Thursday, February 13, 2014

Culture

      As you're growing up you are at a situation where you are to want to stand out of your culture and just be yourself ,but it isn't that easy because it goes hand in hand with respecting your parents. For me my family is very proud to be a Korean so they want me to be more like them. There is still a way to honor your culture and still can express yourself..


      I came to Houston when I was only 5 so I never got really experience to learn or read Korean I grew up to speaking English ,but I still try to talk to my parents in Korean even if I don't use the right terms of words or even sound disrespectful because i don't know the right words to use for instance i'll try to tell my dad would you like some drink or something ,but it comes out as like if i'm talking to my friend and my dad really hates that ,but he understands that i'm not trying to disrespect him.

     I became really into the hip-hop culture from the way I dress and how I express my self as a person. My parents till this day they still hate how I dress because its not how they dress where they want me to wear sharp clothes like a clean polo and no ripped pants, but the main one is sagging they truly deep down want to just not want to be seen around me because i look like a "thug" so when it comes to going out with the family I dress the way they want me to ,but I still wear my kicks because my shoes are my identity it sets me apart from any other person.




     Another American culture I adopted and embrace is skating, it breaks racial barriers, there is no Asian, Hispanic, Black, only the identity of being branded a skater, and i love the freedom behind that. I can be myself and still represent my family without looking like a stereotypical Asian.



     


Tuesday, February 4, 2014

     Most horror movies and horror stories are very simple and easily detected when it comes to what is going to happen next but, not for Edgar Allen Poe in " The Fall of the House of Usher " He uses distinctive details where it plays with your mind like you think you know whats going  to happen but, then you realize the whole time you didn't know. If I were to create a haunted house story I would use Poe's tactics 













     Poe uses imagery in ways such ways where it makes you feel like you're in the story rather than just reading a book because when you're reading you want to picture the details of the story, which is shown in Poe's writings as he describes the details of the ways the trees move to the sounds that are created by even the way a person walks.

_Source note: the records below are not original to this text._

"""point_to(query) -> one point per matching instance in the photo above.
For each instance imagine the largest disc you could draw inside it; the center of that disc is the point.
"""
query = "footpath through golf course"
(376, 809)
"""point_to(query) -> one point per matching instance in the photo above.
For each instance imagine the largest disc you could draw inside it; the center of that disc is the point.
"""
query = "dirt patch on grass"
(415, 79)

    In most horror stories you know who killed who ,but in House of Usher who would have known that Roderick killed his own sister see these are the type of things where it just blows your mind. This is another way it gets the reader's attention and makes them keep wanting to read.

   The scene creates a dark and mysterious setting it's one of the things that should be in a horror movie or a story it's the thing that gets everything intense where your in the edge of your seat or gripping onto the book.

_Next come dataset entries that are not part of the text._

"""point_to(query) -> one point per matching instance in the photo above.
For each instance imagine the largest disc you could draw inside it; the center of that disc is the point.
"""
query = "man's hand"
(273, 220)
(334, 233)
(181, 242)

   Last , but not least the conclusion as they finally flee out the mansion and Roderick is dead the mansion crumbles into the ground they realize everything they witnessed is now gone and no proof of what happened.
This shows what happens now? Many times the ending it's always the innocent person wins ,but in this story it's a different twist even though they survived the story didn't end the way it should have.

  

Tuesday, January 28, 2014

   The U.S seems to have a huge interest in horror and the occult. It's usually seen as a means of entertainment through film, music, literature, and television. Many authors and producers capitalize on our obsession, just so proving the fact.

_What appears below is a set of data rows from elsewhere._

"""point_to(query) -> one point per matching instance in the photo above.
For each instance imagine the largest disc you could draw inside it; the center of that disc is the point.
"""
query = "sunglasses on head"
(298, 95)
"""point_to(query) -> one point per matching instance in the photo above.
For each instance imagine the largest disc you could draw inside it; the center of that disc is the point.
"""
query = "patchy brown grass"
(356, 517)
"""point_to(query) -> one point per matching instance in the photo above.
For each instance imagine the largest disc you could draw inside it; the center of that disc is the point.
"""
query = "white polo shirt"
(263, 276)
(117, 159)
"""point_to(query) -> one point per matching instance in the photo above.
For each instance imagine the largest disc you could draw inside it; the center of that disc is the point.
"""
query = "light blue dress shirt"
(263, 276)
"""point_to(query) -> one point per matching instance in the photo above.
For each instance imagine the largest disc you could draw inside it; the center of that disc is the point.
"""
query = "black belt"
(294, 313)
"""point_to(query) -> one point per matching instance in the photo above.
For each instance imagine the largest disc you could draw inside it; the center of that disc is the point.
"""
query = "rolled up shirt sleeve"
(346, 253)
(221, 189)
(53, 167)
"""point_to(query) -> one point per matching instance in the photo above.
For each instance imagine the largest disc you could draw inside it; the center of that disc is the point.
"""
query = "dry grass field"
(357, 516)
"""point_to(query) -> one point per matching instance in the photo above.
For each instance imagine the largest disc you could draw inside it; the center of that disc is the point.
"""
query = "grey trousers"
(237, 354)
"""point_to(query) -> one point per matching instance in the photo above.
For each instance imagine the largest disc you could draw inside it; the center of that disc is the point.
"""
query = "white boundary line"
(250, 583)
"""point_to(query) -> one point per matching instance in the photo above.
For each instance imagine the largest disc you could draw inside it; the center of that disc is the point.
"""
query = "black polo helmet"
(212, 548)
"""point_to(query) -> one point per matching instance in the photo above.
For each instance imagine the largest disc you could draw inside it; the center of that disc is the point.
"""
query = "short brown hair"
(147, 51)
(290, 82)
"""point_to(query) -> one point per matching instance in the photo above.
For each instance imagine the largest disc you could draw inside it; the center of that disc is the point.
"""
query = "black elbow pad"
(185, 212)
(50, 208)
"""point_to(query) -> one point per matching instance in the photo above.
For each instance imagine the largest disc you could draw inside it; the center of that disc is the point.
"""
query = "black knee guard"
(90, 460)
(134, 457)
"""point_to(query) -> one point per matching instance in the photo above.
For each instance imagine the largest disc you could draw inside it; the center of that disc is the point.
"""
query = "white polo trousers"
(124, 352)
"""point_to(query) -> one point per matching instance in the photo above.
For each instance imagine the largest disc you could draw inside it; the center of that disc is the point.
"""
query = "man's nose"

   The 80's brought a wave of punk music, the movement was very anti authority. One of the staple bands of this era were The Misfits. Perhaps one of the reasons they were one of the bands that left a legacy among the many was because of the subject matter of the songs, from infanticide to just general horror. They were under the sub-genre horror punk with good reason. Their image and subject matter influenced incoming bands.

   The ouija board dawned as early as the late 19th century. It came from the cultural phenomenon of spiritualism, the belief that we could talk to the dead. Even in early America we had a interest in taboo subjects, it's weird when looking in retrospect, how this was advertised as a game during that time, and now it seems as if we're opening the underworld.

   As Americans we ask ourselves if this is a bad thing, in reality, it's just what defines us as being inhabitants of the U.S, just like other countries have their own set culture and beliefs. That's all it is, American culture. It's evident from the Salem Witch trials all the way to horror television shows and films.